### Working with the YouTube API 
This file automatically downloads transcripts and video information using the YouTube API. For help see: <br> 
https://developers.google.com/youtube/v3/ <br>
https://github.com/spnichol/youtube_tutorial/blob/master/youtube_videos.py

In [1]:
import os
import pandas as pd
import numpy as np
import json

### Search YT for videos
This section contains two functions, but I will only use one. <br> The first one runs a search and returns 50 results.
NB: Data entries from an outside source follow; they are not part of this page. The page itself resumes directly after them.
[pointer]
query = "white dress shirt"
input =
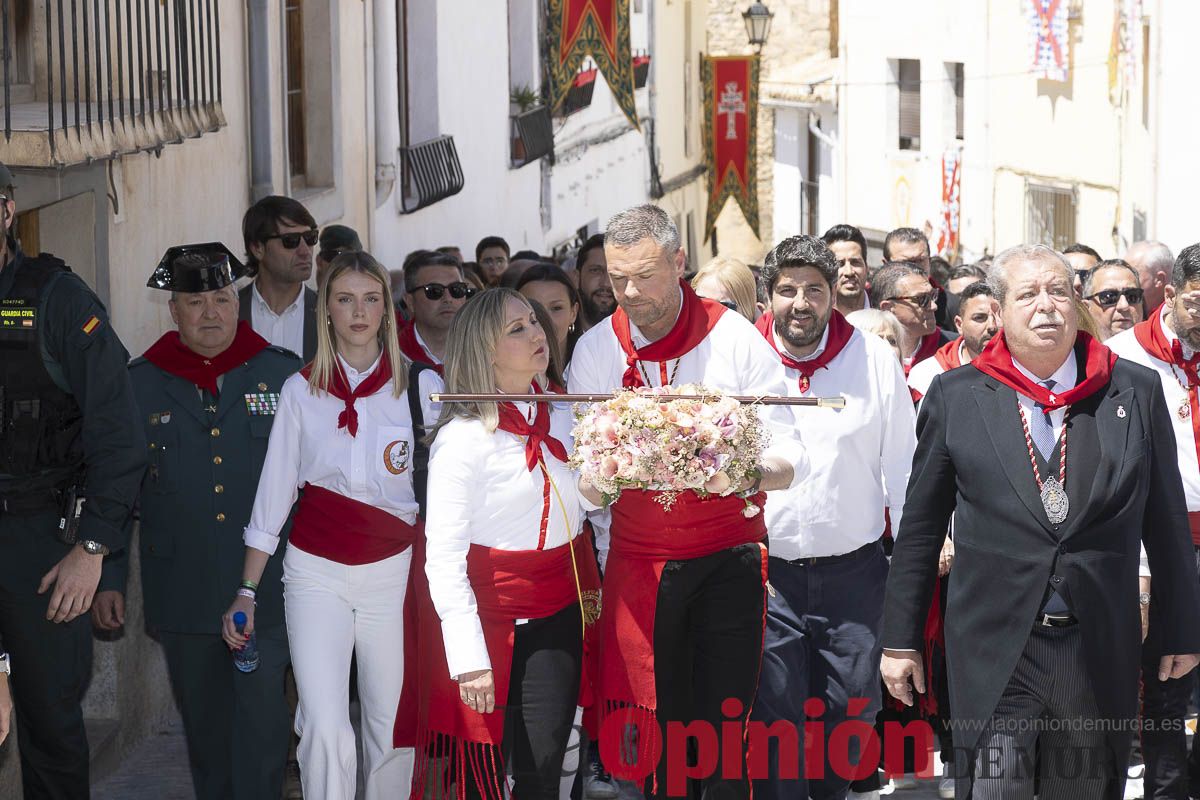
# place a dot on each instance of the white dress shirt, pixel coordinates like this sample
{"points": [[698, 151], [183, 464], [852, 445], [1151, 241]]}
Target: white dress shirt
{"points": [[483, 493], [1065, 378], [859, 457], [306, 446], [285, 330], [733, 358]]}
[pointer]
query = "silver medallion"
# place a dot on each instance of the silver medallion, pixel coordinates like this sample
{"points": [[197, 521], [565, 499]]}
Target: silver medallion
{"points": [[1055, 501]]}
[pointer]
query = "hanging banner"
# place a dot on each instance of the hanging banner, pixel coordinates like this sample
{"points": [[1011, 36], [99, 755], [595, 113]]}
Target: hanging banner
{"points": [[731, 144], [597, 28], [952, 176], [1048, 34]]}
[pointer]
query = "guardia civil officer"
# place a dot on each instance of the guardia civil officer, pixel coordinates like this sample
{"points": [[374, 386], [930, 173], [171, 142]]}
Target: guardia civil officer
{"points": [[71, 459], [207, 397]]}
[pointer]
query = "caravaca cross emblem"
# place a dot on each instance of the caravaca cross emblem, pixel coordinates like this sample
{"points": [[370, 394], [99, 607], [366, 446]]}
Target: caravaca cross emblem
{"points": [[732, 103]]}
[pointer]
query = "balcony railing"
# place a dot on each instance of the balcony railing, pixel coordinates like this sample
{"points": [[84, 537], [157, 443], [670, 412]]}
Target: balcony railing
{"points": [[111, 77], [430, 172], [533, 136]]}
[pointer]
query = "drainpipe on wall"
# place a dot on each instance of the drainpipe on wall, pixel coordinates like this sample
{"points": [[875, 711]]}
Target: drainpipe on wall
{"points": [[387, 98], [258, 50]]}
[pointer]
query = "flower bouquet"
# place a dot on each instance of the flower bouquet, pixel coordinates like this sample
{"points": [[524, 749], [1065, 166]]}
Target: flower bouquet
{"points": [[643, 439]]}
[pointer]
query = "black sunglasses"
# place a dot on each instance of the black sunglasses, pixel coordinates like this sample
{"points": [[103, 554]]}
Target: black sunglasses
{"points": [[291, 241], [435, 290], [1110, 298]]}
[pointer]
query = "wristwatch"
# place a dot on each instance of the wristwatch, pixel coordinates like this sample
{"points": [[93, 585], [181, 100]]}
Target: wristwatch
{"points": [[93, 548]]}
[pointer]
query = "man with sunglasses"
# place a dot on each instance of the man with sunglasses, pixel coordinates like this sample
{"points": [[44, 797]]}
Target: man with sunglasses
{"points": [[280, 238], [904, 289], [1114, 294], [435, 292]]}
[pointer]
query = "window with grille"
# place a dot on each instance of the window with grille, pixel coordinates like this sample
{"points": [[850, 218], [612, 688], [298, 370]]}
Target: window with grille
{"points": [[1050, 216], [909, 86]]}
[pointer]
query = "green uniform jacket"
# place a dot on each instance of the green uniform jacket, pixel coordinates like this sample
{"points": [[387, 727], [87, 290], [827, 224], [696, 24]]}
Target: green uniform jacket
{"points": [[198, 493]]}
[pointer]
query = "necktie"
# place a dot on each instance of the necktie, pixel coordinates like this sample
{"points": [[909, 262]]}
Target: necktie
{"points": [[1041, 429]]}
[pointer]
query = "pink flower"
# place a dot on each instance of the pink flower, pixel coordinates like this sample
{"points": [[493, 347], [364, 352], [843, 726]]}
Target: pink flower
{"points": [[718, 483]]}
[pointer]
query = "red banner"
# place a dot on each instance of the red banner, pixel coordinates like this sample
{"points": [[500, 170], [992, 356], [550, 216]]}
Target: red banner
{"points": [[731, 110]]}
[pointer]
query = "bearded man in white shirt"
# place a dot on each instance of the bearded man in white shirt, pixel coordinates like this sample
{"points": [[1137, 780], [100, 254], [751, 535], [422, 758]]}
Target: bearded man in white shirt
{"points": [[827, 565], [684, 589]]}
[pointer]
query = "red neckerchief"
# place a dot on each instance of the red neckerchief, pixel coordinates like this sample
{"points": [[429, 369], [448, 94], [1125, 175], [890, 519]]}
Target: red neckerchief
{"points": [[1152, 338], [340, 388], [927, 349], [997, 361], [949, 355], [169, 354], [696, 320], [839, 336], [535, 434], [411, 347]]}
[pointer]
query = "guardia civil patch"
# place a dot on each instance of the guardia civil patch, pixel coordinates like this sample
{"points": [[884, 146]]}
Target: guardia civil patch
{"points": [[262, 403]]}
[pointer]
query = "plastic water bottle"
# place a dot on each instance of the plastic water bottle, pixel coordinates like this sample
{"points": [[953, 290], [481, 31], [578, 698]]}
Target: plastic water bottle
{"points": [[246, 660]]}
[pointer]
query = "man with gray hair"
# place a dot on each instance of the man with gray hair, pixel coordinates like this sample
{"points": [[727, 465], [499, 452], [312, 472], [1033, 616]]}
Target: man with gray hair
{"points": [[1114, 296], [1153, 262], [684, 588], [1042, 626], [904, 289]]}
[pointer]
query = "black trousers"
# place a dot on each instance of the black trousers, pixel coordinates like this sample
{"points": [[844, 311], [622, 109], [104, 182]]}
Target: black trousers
{"points": [[51, 662], [708, 632], [1164, 741], [544, 690], [238, 725]]}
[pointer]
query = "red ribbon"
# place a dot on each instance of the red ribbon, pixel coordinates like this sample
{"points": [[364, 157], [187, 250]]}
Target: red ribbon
{"points": [[839, 336], [696, 320], [997, 361], [171, 355], [340, 388], [537, 433]]}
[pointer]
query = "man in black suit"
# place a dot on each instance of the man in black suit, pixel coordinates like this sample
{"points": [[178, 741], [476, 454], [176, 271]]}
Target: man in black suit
{"points": [[1043, 632], [280, 238]]}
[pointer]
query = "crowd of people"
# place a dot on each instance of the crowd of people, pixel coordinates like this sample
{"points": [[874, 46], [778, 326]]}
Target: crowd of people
{"points": [[931, 551]]}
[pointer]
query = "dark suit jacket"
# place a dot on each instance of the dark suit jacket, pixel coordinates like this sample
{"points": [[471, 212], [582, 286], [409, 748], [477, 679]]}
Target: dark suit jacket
{"points": [[310, 318], [1123, 486]]}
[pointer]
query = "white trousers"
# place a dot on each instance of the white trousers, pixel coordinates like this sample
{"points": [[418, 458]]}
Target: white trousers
{"points": [[334, 611]]}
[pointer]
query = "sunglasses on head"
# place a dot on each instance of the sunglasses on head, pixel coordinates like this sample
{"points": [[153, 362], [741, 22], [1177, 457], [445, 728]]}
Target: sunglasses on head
{"points": [[435, 290], [1110, 298], [291, 241]]}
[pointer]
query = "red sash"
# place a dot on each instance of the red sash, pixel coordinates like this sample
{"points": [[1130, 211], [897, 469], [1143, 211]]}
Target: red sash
{"points": [[406, 334], [996, 361], [645, 537], [697, 317], [839, 336], [1152, 338], [171, 355], [508, 585], [927, 349], [334, 527]]}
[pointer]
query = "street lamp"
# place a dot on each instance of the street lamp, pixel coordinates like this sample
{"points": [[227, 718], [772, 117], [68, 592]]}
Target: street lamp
{"points": [[757, 19]]}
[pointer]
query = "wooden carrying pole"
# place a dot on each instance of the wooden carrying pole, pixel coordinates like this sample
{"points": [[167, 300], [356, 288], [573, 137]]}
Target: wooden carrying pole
{"points": [[753, 400]]}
I'm going to use that to obtain safe and unrestricted content. <br> The second one uses the video resource https://developers.google.com/youtube/v3/docs/videos to load extra information about each video (by id). I won't use that because there's a lot of missing data for the parameter's I'm interested in.

In [64]:
# function to query the API
from apiclient.discovery import build

# Set key and enable YouTube Data API for your project.
DEVELOPER_KEY = "AIzaSyBP5sx70WtDUst-hL41i2fBQOZXXOssjDI" # your key here
YOUTUBE_API_SERVICE_NAME = "youtube"
YOUTUBE_API_VERSION = "v3"

# this function searches YT for videos only
def youtube_search(q, token=None, safe = 'none'): #can specify 'strict' to build validation set
    youtube = build(YOUTUBE_API_SERVICE_NAME, YOUTUBE_API_VERSION, developerKey=DEVELOPER_KEY)
    
    search_response = youtube.search().list(
        q=q,
        type='video',
        pageToken=token,
        order='relevance',
        part='id,snippet',
        maxResults=50,
        relevanceLanguage='en',
        safeSearch=safe
    ).execute()
    
    videos = [] 
    for search_result in search_response.get("items", []): 
        videos.append(search_result)

    try:
        nexttok = search_response["nextPageToken"]
        return(nexttok, videos)
    except Exception as e:
        nexttok = "last_page"
        return(nexttok, videos)
    
# this function gets extra information about a video    
def geo_query(video_id):
    youtube = build(YOUTUBE_API_SERVICE_NAME, YOUTUBE_API_VERSION,
                    developerKey=DEVELOPER_KEY)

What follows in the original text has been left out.